Para cada categoria existe uma conduta recomendável, definida pelo valor preditivo de malignidade do achado mamográfico, como a seguir: 

- CATEGORIA 1 E 2 = controle mamográfico anual de rotina a partir dos 40 anos, na ausência de achados clínicos. 

- CATEGORIA 3 = controle em 06 meses da mama com os achados mamográficos descritos, depois controle anual bilateral em 12, 24 e 36 meses. 

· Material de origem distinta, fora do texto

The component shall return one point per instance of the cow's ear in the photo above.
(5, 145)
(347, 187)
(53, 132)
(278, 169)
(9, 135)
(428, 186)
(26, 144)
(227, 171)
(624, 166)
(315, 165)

- CATEGORIA 4 = biópsia percutânea ou cirúrgica. Nos achados mamográficos classificados na categoria 4 reside a maior indicação da biópsia percutânea (no casos de microcalcificações a mamotomia preferencialmente), já que o valor preditivo médio de malignidade, nesta categoria, é de 20% a 30%, evitando, desta maneira, biópsias "desnecessárias" em cerca de 70 % das mulheres com alterações mamográficas assim classificadas. 
A subdivisão desta categoria em 4A, B e C terá importância, por enquanto, apenas para as auditorias anuais. 

- CATEGORIA 5 = biópsia. Pela nova edição, os achados classificados nesta categoria, por apresentarem VPP > 95% poderão ir direto para biópsia cirúrgica terapêutica, se assim desejado pelo cirurgiões. 

Devemos lembrar da importância da correlação entre a indicação do exame e os achados radiográficos, que deve ser salientada na conclusão do laudo. Por exemplo: não se observam alterações mamográficas no local do achado ou queixa palpatória ou o achado palpatório corresponde a um cisto, pela ultra-sonografia complementar. 

Para concluir, o termo BI-RADS significa Breast IMAGING, de modo que se pode usar toda a padronização do manual quando fazemos mamografia em conjunto com a ultra-sonografia e concluímos como um exame único. Assim, em um nódulo identificado na mamografia, cístico à ultra-sonografia, podemos concluir como BI-RADS 2 e recomendar controle de rotina. Nesta última edição do BI-RADS foi lançada uma padronização para os laudos de ultra-sonografia e ressonância das mamas, permitindo, assim, equalizar também esses laudos, assim como foi feito com mamografia.

Fonte: Bibliografia 1. American College of Radiology. Breast Imaging Report and Data System, ACR, 1998 e 2003.